# منتديات القانون العام والإقتصاد > القانون الدولي العام > Public International Law >  Comparative Law Basics

## هيثم الفقى

I hope it has become clear that in researching international law you may need to work with materials from legal systems other than the United States. Finding applicable cases, statutes, regulations, or treaties may involve working with the domestic law research systems of any number of countries. Besides finding the raw information, such as treaties, it can be important to understand how international law fits into the legal system of a country. It can be dangerous to assume that a treaty is followed in another nation in exactly the same way as the United States, especially if that country’s legal background is substantially different from ours. In practice, lawyers rely on foreign firms to provide them assessments of the issues in this area. 
In a gross over-simplification, the three major legal systems of the world are the Common Law System, developed from English sources and dominant in the areas colonized by England, Islamic law, dominant in the Middle East, and the Civil Law System, developed from Roman law and dominant everywhere else. A fourth system, Socialist law, developed in countries with Marxist governments, but it is now generally perceived as an off-shoot of Civil Law, and the ex-socialist countries tend to be re-developing along civil law lines. There are a number of less widely spread systems throughout the world which struggle to survive against the imperialism of the ex-colonial systems. 
Some areas, such as Louisiana, Scotland, and South Africa are perceived as "mixed jurisdictions" due to their blending of Civil and Common law influences. 
A good introduction to Civilian thinking is John Merryman’s The civil law tradition : an introduction to the legal systems of Western Europe and Latin America, (Comp 078 M554 1985, Cellar). On comparative law generally a more recent work is Peter de Cruz’s Comparative law in a changing world, (Comp 300 D359c 1999, Cellar). A good starting point might be an older, non-academic work, The Faces of Justice, by Sybille Bedford (Comp 870 B39, Cellar). 
The leading tool for starting comparative law research is Foreign law : current sources of codes and basic legislation in jurisdictions of the world, by Tom Reynolds and Arturo A. Flores. It is kept at reference at K38 .R49 1989. This is a multivolume looseleaf annotated bibliography with a section on each country in the world. 
For a good background presentation for each country and territory in the world, the best paper source is The Statesman's year-book, (JA51 .S7, 3rd Fl REFERENCE), which has been published since 1864. However, a faster start might be made through the web version of the CIA guide known as "The World Factbook, 1999." 
Within general comparative law there is recognition that there is a subject which might be called "comparative international law" The basic works are treatises which expound upon a particular country's application of international law. Examples include: Blay, Sam, et al. Public international law : an Australian perspective.
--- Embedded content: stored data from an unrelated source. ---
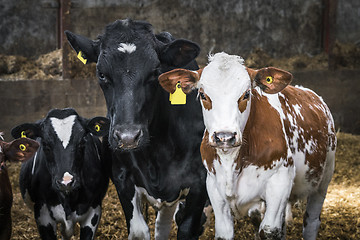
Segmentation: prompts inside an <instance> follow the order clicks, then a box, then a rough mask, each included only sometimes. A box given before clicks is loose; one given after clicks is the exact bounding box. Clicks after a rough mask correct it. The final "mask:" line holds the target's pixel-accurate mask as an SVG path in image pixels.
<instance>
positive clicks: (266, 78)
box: [266, 76, 273, 84]
mask: <svg viewBox="0 0 360 240" xmlns="http://www.w3.org/2000/svg"><path fill="white" fill-rule="evenodd" d="M266 82H267V83H268V84H271V83H272V82H273V79H272V77H271V76H268V77H266Z"/></svg>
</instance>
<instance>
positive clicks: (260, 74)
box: [247, 67, 293, 94]
mask: <svg viewBox="0 0 360 240" xmlns="http://www.w3.org/2000/svg"><path fill="white" fill-rule="evenodd" d="M247 71H248V73H249V76H250V79H251V81H252V82H253V85H255V86H258V87H260V89H261V90H262V91H264V92H266V93H271V94H273V93H278V92H280V91H281V90H283V89H284V88H285V87H286V86H287V85H289V84H290V83H291V81H292V78H293V76H292V74H291V73H289V72H287V71H284V70H281V69H278V68H274V67H267V68H261V69H259V70H254V69H251V68H247Z"/></svg>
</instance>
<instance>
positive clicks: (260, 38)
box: [0, 0, 360, 62]
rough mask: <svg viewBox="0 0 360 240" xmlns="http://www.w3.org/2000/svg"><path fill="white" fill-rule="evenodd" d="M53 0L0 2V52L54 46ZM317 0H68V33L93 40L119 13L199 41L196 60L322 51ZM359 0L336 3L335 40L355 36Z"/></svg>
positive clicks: (321, 40)
mask: <svg viewBox="0 0 360 240" xmlns="http://www.w3.org/2000/svg"><path fill="white" fill-rule="evenodd" d="M58 7H59V4H58V1H56V0H42V1H38V0H36V1H35V0H17V1H13V0H2V1H1V3H0V9H1V10H0V20H1V21H0V42H1V43H2V44H1V45H0V53H5V54H19V55H23V56H27V57H31V56H34V55H39V54H42V53H45V52H49V51H52V50H54V49H55V48H56V47H57V40H56V39H57V35H56V34H57V30H56V26H57V8H58ZM322 13H323V1H322V0H305V1H304V0H293V1H288V0H271V1H268V0H257V1H247V0H225V1H223V0H207V1H198V0H167V1H159V0H135V1H133V0H118V1H117V0H103V1H99V0H72V9H71V22H72V26H71V28H72V29H71V30H73V31H75V32H77V33H80V34H83V35H86V36H88V37H91V38H96V36H97V35H98V34H99V33H101V32H102V31H103V28H104V26H105V25H106V24H108V23H110V22H112V21H114V20H116V19H124V18H133V19H141V20H147V21H149V22H150V23H152V24H153V25H154V27H155V32H160V31H164V30H166V31H169V32H171V33H172V34H173V35H174V36H176V37H184V38H188V39H191V40H193V41H196V42H198V43H199V44H200V45H201V47H202V52H201V56H200V61H202V62H205V61H206V60H205V59H206V55H207V54H208V52H210V51H212V52H217V51H226V52H229V53H233V54H239V55H242V56H246V55H247V54H248V53H249V52H250V51H251V50H252V49H253V48H254V47H261V48H263V49H264V50H265V51H266V52H268V53H270V54H271V55H273V56H275V57H277V56H291V55H294V54H297V53H308V54H316V53H319V52H320V51H322V49H321V45H322V37H321V36H322ZM359 15H360V3H359V1H358V0H341V1H340V0H338V8H337V18H338V21H337V23H336V27H337V28H338V34H337V38H338V39H339V40H341V41H344V42H353V43H354V42H358V41H359V40H360V32H359V31H358V29H360V22H359V21H358V19H359Z"/></svg>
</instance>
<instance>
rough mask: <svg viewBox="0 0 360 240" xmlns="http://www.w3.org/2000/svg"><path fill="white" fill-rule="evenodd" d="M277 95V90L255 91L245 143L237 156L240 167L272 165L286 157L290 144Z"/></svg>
mask: <svg viewBox="0 0 360 240" xmlns="http://www.w3.org/2000/svg"><path fill="white" fill-rule="evenodd" d="M276 99H277V94H274V95H268V94H260V93H259V92H258V91H257V90H253V91H252V99H251V108H250V114H249V118H248V121H247V123H246V126H245V129H244V132H243V144H242V146H241V148H240V152H239V155H238V158H237V159H236V162H237V165H238V168H239V169H240V170H241V169H243V168H244V167H247V166H248V165H256V166H259V167H264V168H265V169H268V168H272V166H273V162H274V160H279V159H281V158H286V153H287V151H286V149H287V148H286V146H287V144H286V140H285V136H284V131H283V122H282V119H281V117H280V115H279V112H278V111H277V110H276V108H277V107H278V106H277V103H276ZM274 102H275V103H274ZM275 133H276V134H277V135H275Z"/></svg>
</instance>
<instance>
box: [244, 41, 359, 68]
mask: <svg viewBox="0 0 360 240" xmlns="http://www.w3.org/2000/svg"><path fill="white" fill-rule="evenodd" d="M332 56H333V58H334V65H335V66H334V67H335V69H359V68H360V47H359V46H356V45H354V44H344V43H340V42H336V43H335V46H334V49H333V54H332ZM245 65H246V66H247V67H251V68H263V67H270V66H271V67H277V68H281V69H285V70H287V71H302V70H327V69H329V56H328V55H327V54H326V53H324V52H323V53H320V54H318V55H314V56H311V55H307V54H299V55H295V56H292V57H290V58H272V57H271V56H270V55H268V54H267V53H266V52H264V51H263V50H262V49H261V48H255V49H253V51H252V52H251V53H250V54H249V55H248V56H247V57H246V58H245Z"/></svg>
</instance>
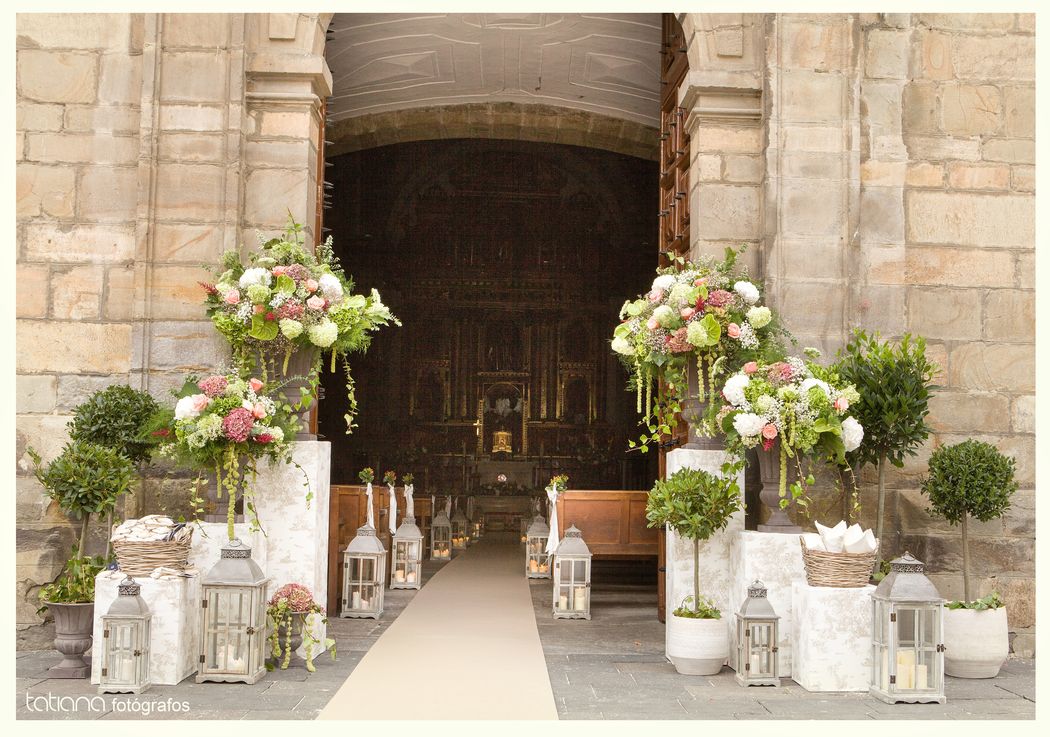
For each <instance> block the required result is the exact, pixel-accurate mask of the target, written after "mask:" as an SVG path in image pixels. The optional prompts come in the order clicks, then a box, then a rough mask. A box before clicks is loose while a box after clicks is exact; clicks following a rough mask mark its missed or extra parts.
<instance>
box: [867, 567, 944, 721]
mask: <svg viewBox="0 0 1050 737" xmlns="http://www.w3.org/2000/svg"><path fill="white" fill-rule="evenodd" d="M923 570H924V567H923V564H922V562H921V561H917V560H916V559H915V557H912V556H911V554H910V553H907V552H905V553H904V555H903V556H901V557H899V559H897V560H896V561H894V562H892V563H891V564H890V571H889V574H888V575H887V576H886V577H885V578H883V580H882V583H880V584H879V586H878V587H877V588H876V589H875V593H873V594H871V606H873V608H874V612H873V625H874V632H873V634H871V686H870V688H869V689H868V693H870V694H871V695H873V696H875V697H876V698H879V699H881V700H883V701H886V702H887V703H895V702H897V701H905V702H907V703H944V643H943V641H942V632H943V631H944V630H943V627H944V599H943V598H942V597H941V594H940V593H939V592H938V590H937V587H934V586H933V584H932V582H930V580H929V578H927V577H926V575H925V573H924V572H923Z"/></svg>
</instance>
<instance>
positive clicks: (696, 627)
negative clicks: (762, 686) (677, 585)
mask: <svg viewBox="0 0 1050 737" xmlns="http://www.w3.org/2000/svg"><path fill="white" fill-rule="evenodd" d="M667 656H668V658H670V660H671V662H673V664H674V668H675V670H677V671H678V673H681V674H682V675H715V674H716V673H718V671H720V670H721V667H722V664H723V662H724V661H726V658H728V657H729V628H728V626H727V625H726V620H724V619H693V618H690V617H685V616H675V615H674V614H671V615H670V616H669V617H668V618H667Z"/></svg>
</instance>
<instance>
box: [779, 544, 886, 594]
mask: <svg viewBox="0 0 1050 737" xmlns="http://www.w3.org/2000/svg"><path fill="white" fill-rule="evenodd" d="M798 542H799V544H800V545H801V546H802V563H803V564H804V565H805V581H806V583H807V584H808V585H810V586H828V587H832V588H836V589H859V588H862V587H864V586H866V585H867V582H868V581H869V580H870V578H871V573H873V572H874V571H875V560H876V557H878V555H879V543H878V541H876V545H875V550H873V551H871V552H866V553H847V552H841V553H829V552H827V551H826V550H813V549H811V548H807V547H806V546H805V540H803V539H802V538H801V536H799V539H798Z"/></svg>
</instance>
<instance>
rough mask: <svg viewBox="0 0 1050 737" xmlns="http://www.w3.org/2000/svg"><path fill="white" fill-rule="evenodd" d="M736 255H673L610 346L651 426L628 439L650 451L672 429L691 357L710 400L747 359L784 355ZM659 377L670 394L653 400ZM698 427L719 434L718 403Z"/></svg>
mask: <svg viewBox="0 0 1050 737" xmlns="http://www.w3.org/2000/svg"><path fill="white" fill-rule="evenodd" d="M737 255H738V252H736V251H734V250H733V249H731V248H730V249H726V256H724V258H723V259H722V260H720V261H717V260H715V259H712V258H703V259H701V260H699V261H696V262H692V261H687V260H685V259H684V258H682V257H680V256H674V257H673V259H672V265H671V266H670V267H667V268H663V269H657V276H656V278H655V279H654V280H653V283H652V288H651V289H650V290H649V292H648V293H646V294H644V295H642V296H639V297H638V298H636V299H633V300H630V299H629V300H627V301H626V302H625V303H624V307H623V308H622V309H621V312H619V318H621V323H619V324H618V325H617V327H616V329H615V330H614V331H613V338H612V350H613V351H614V352H615V353H616V354H617V355H618V356H619V358H621V360H622V361H623V363H624V365H625V366H626V367H627V370H628V372H629V374H630V375H631V383H632V384H633V387H634V389H635V392H636V395H637V410H638V413H644V415H643V416H644V423H645V424H646V425H648V426H649V434H648V435H643V436H642V437H640V438H639V443H635V442H634V441H631V443H630V444H631V447H638V446H639V445H640V448H642V449H643V450H646V449H647V444H648V443H650V442H653V441H658V440H659V438H660V436H663V435H668V434H670V433H671V431H672V430H673V429H674V426H675V424H676V419H675V415H676V414H677V413H678V412H680V409H681V406H680V400H681V399H682V394H684V391H681V389H679V387H685V386H686V371H687V367H688V365H687V362H688V361H691V360H694V361H696V367H697V374H698V376H699V377H702V378H706V379H707V383H708V386H709V387H710V392H711V395H710V402H711V404H712V405H713V404H714V403H715V401H716V396H715V388H714V386H715V379H716V378H717V377H718V376H719V375H721V374H723V373H726V372H728V371H732V370H735V368H736V367H739V365H741V364H742V363H743V362H745V361H748V360H757V359H762V358H779V357H780V355H781V351H780V343H779V339H778V336H779V335H780V334H781V333H782V330H781V329H780V328H779V327H778V325H777V323H776V319H775V316H774V314H773V312H772V311H771V310H770V308H768V307H763V306H762V304H760V303H759V302H760V300H761V293H760V291H759V289H758V287H756V286H755V285H754V283H753V282H752V281H750V280H749V279H748V275H747V272H745V271H742V270H741V271H739V272H735V271H734V270H735V267H736V258H737ZM658 380H663V381H664V382H665V384H666V389H667V391H666V394H665V396H664V397H657V398H656V401H655V403H654V401H653V384H654V382H656V381H658ZM643 397H644V399H643ZM700 399H701V401H705V400H706V398H705V397H700ZM697 429H698V430H699V431H701V433H705V434H707V435H712V434H713V433H714V431H715V429H716V428H715V425H714V417H713V406H709V415H708V418H707V419H706V422H705V423H703V426H702V427H700V428H697Z"/></svg>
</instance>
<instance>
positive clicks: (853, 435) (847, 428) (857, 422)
mask: <svg viewBox="0 0 1050 737" xmlns="http://www.w3.org/2000/svg"><path fill="white" fill-rule="evenodd" d="M862 440H864V428H863V427H861V424H860V423H859V422H857V420H855V419H854V418H852V417H847V418H846V419H844V420H843V421H842V444H843V445H845V446H846V452H849V451H850V450H856V449H857V448H859V447H860V441H862Z"/></svg>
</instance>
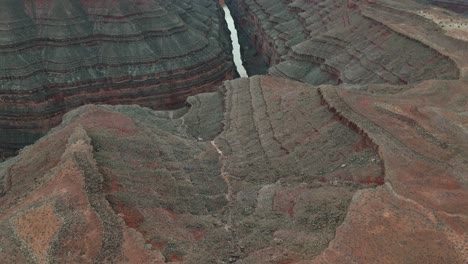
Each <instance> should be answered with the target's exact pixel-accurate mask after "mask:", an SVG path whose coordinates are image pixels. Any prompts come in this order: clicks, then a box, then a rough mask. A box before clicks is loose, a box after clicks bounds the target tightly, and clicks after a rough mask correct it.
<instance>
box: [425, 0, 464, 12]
mask: <svg viewBox="0 0 468 264" xmlns="http://www.w3.org/2000/svg"><path fill="white" fill-rule="evenodd" d="M427 2H428V3H431V4H433V5H437V6H440V7H443V8H447V9H449V10H451V11H454V12H457V13H462V14H465V15H468V3H467V2H466V1H464V0H427Z"/></svg>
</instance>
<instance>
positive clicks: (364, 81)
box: [227, 0, 466, 84]
mask: <svg viewBox="0 0 468 264" xmlns="http://www.w3.org/2000/svg"><path fill="white" fill-rule="evenodd" d="M227 4H228V5H229V6H230V8H231V9H232V11H233V14H234V16H235V18H236V19H237V22H238V24H239V25H240V26H241V27H242V28H243V29H244V31H245V32H247V35H249V36H250V41H251V42H253V43H254V45H255V46H256V48H257V50H258V51H259V52H260V53H262V54H263V56H264V58H265V60H266V61H267V62H269V63H270V66H272V67H271V68H270V70H269V73H270V74H272V75H276V76H283V77H288V78H291V79H295V80H300V81H304V82H307V83H310V84H324V83H331V84H336V83H349V84H366V83H391V84H408V83H415V82H419V81H421V80H426V79H457V78H458V77H459V70H458V68H457V64H456V63H455V62H454V61H453V60H452V58H450V57H448V56H446V55H445V54H442V53H440V52H439V51H436V50H435V49H434V48H432V47H430V46H428V45H426V44H423V43H421V42H419V41H417V40H416V39H415V37H416V36H414V34H413V32H411V33H408V32H404V31H397V30H395V28H393V27H391V25H389V23H388V22H390V21H391V20H392V19H394V20H397V18H398V21H399V24H401V25H403V23H405V22H406V21H407V20H408V23H409V22H410V21H413V20H414V19H415V18H414V15H413V14H412V13H408V12H407V10H417V9H418V8H422V7H424V6H422V5H419V4H417V3H415V2H412V1H405V4H402V3H400V2H398V1H352V0H350V1H348V0H314V1H302V0H296V1H281V0H230V1H227ZM380 14H383V15H382V16H380ZM419 23H420V24H419V25H418V27H421V24H424V23H425V22H424V21H421V20H419ZM464 45H465V46H466V43H465V44H464Z"/></svg>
Melbourne ; New York : Oxford University Press, 1997 JX2000 P962 1997, 2nd Floor 
Kindred, Hugh M. International law, chiefly as interpreted and applied in Canada, 5th ed. Toronto : Edmond Montgomery, 1993 JX2000 C268In7 1993, 2nd Floor 
Rideau, Joel. Droit international et droit interne francais. Paris: A. Colin, 1971 JX1248 R43, 2nd Floor Or they can come in a larger form: Juris-classeur de droit international. [8 volume loose-leaf] Paris, Editions techniques 1955- JX2000 J96, 2nd Floor *Other Useful Websites*

The leading informal comparative law website is "Foreign Primary Law on the Web", compiled by Timothy F. Mulligan at the University of Houston. It has references to material from just over 90 countries. However, some of the material from some countries is pretty skimpy. 
Mirela Roznovschi’s site of "Foreign Databases By Jurisdiction" covers fewer countries (43) than Mulligan’s, but has useful introductory paragraphs for each country. 
An interesting international database of constitutional texts can be found at http://www.servat.unibe****/icl/info.html.

----------